In de bijna-winternacht

Photo by David Dibert on Unsplash

“En dan zeggen ze dat ik ‘gewoon’ op Jezus moet vertrouwen,” zucht de vriendin die bij me op bezoek is. “Dat wil ik wel, maar hoe dan?”

Ik tuur in mijn kopje en zucht ook. Ik heb een wolkje melk in de koffie, maar alles lijkt nogal zwart. Ik heb mijn huis opgegeven dit jaar, mijn werk en mijn vrienden achtergelaten om naar bijbelschool in Engeland te gaan. Nu ben ik voor de kerstvakantie terug in Nederland en vind ik het nog steeds lastig om op Jezus te vertrouwen. Ik voel me een nomade in eigen land, en in mijn eigen ziel. De afgelopen weken heb ik dingen over mezelf geleerd waar ik niet blij van word. Ik vraag me af of mensen mij tekort doen en ik vraag me af of ik hen tekort doe.

Het is de één na kortste dag van het jaar, de laatste dag van de herfst. Ik stap vroeg in de avond het duister in, onderweg naar een bidstond. Genoeg gebedspunten, en niet alleen in mezelf. Ik zie mensen samen aan tafel zitten die allemaal naar hun eigen telefoon kijken.

In een tunneltje hoor ik achter me twee vrouwen spreken. Even maken de woorden me hoopvoller. “Als dit geen tijd van verbondenheid is, dan weet ik het niet meer,” zegt de een, en als de ander instemmend mompelt, zegt ze: “We moeten er voor elkaar zijn. We moeten onszelf aan elkaar laten zien.”

Ik denk even dat het nog mooier zou zijn als we Iemand anders aan elkaar zouden laten zien. En dan, als de tweede vrouw weer instemmend mompelt, zegt Vrouw Eén monter: “Ik heb vandaag voor mezelf gekozen.”

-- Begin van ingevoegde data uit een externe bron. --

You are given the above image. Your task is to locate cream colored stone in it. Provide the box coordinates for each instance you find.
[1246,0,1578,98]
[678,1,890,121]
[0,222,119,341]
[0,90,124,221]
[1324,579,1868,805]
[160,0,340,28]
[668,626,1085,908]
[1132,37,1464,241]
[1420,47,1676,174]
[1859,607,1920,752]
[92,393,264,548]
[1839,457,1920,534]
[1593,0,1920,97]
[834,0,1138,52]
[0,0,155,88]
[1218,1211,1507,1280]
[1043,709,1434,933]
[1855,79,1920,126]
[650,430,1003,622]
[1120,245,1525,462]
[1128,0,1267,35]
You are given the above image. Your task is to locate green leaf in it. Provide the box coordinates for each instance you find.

Opeens blijkt Vrouw Twee werkelijk te kunnen praten: “Echt?” vraagt ze enthousiast. “Wat heb je dan gedaan?” En de eerste vrouw begint iets te vertellen over dat ze tot zes uur heeft gewerkt, maar toen…

Ik weerhoud me er net van om me om te draaien en te vragen of Vrouw Eén nou echt niet doorheeft dat ze nogal tegenstrijdig is. Ik ben het tunneltje uit en sla haastig af. Ik kijk omhoog en probeer me te concentreren op de hemel. Er dwalen nachtwolken in, die helder verlicht worden door een maan die nog verborgen is achter grotere wolken. Ik adem eens diep in en loop verder, door straten die stinken naar wiet van schaduwen die voor me uit lopen.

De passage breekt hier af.